FBI Finds It Frequently Overstepped in Collecting Data

In 10 additional investigations, FBI agents used NSLs to request other information that the relevant laws did not allow them to obtain. Officials said that, for example, agents might have requested header information from e-mails -- such as the subject lines -- even though NSLs are supposed to be used to gather information only about the e-mails' senders and the recipients, not about their content.

The FBI audit also identified three dozen violations of rules requiring that NSLs be approved by senior officials and used only in authorized cases. In 10 instances, agents issued National Security Letters to collect personal data without tying the requests to specific, active investigations -- as the law requires -- either because, in each case, an investigative file had not been opened yet or the authorization for an investigation had expired without being renewed.

FBI officials said the audit found no evidence to date that any agent knowingly or willingly violated the laws or that supervisors encouraged such violations. The Justice Department's report estimated that agents made errors about 4 percent of the time and that third parties made mistakes about 3 percent of the time, they said. The FBI's audit, they noted, found a slightly higher error rate for agents -- about 5 percent -- and a substantially higher rate of third-party errors -- about 10 percent.

The officials said they are making widespread changes to ensure that the problems do not recur. Those changes include implementing a corporate-style, continuous, internal compliance program to review the bureau's policies, procedures and training, to provide regular monitoring of employees' work by supervisors in each office, and to conduct frequent audits to track compliance across the bureau.

The bureau is also trying to establish for NSLs clear lines of responsibility, which were lacking in the past, officials said. Agents who open counterterrorism and counterintelligence investigations have been told that they are solely responsible for ensuring that they do not receive data they are not entitled to have.

The FBI audit did not turn up new instances in which another surveillance tool known as an Exigent Circumstance Letter had been abused, officials said. In a finding that prompted particularly strong concerns on Capitol Hill, the Justice Department had said such letters -- which are similar to NSLs but are meant to be used only in security emergencies -- had been invoked hundreds of times in "non-emergency circumstances" to obtain detailed phone records, mostly without the required links to active investigations.

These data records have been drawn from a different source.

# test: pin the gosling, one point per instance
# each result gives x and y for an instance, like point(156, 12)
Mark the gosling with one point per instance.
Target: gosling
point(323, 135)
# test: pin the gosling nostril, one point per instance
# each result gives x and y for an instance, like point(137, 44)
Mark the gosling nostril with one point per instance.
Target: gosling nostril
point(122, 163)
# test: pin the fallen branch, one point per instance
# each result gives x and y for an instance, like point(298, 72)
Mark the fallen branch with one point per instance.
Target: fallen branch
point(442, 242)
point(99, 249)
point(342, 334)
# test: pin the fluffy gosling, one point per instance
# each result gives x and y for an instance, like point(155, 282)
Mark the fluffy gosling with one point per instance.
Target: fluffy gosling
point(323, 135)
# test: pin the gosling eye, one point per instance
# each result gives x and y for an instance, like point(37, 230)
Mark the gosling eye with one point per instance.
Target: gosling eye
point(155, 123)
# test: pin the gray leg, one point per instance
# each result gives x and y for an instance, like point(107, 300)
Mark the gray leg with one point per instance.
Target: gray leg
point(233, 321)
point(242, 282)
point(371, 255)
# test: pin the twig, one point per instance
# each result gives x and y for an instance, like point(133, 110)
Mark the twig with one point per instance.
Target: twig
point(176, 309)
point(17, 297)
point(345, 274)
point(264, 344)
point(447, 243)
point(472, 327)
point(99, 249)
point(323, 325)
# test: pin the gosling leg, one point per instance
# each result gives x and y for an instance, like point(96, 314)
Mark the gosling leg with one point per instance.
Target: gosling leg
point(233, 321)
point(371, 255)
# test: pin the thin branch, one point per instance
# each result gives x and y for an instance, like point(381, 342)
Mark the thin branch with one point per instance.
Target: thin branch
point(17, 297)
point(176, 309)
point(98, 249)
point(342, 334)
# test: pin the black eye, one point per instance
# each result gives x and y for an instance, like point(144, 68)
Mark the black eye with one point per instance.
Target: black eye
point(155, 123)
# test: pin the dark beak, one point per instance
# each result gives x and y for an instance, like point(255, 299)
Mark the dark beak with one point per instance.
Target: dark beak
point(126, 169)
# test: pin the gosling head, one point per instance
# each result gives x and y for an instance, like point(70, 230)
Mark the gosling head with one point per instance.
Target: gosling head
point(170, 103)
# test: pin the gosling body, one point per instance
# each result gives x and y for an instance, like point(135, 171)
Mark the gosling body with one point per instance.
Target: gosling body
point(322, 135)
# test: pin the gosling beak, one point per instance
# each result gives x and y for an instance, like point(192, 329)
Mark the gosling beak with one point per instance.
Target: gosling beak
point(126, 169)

Many of those letters were improperly dispatched by the bureau's Communications Analysis Unit, a central clearinghouse for the analysis of telephone records such as those gathered with the help of "exigent" letters and National Security Letters. Justice Department and FBI investigators are trying to determine if any FBI headquarters officials should be held accountable or punished for those abuses, and have begun advising agents of their due process rights during interviews.

The FBI audit will be completed in the coming weeks, and Congress will be briefed on the results, officials said. FBI officials said each potential violation will then be extensively reviewed by lawyers to determine if it must be reported to the Intelligence Oversight Board, a presidential panel of senior intelligence officials created to safeguard civil liberties.

The officials said the final tally of violations that are serious enough to be reported to the panel might be much less than the number turned up by the audit, noting that only five of the 22 potential violations identified by the Justice Department's inspector general this spring were ultimately deemed to be reportable.

"We expect that percentage will hold or be similar when we get through the hundreds of potential violations identified here," said a senior FBI official, who spoke on the condition of anonymity because the bureau's findings have not yet been made public.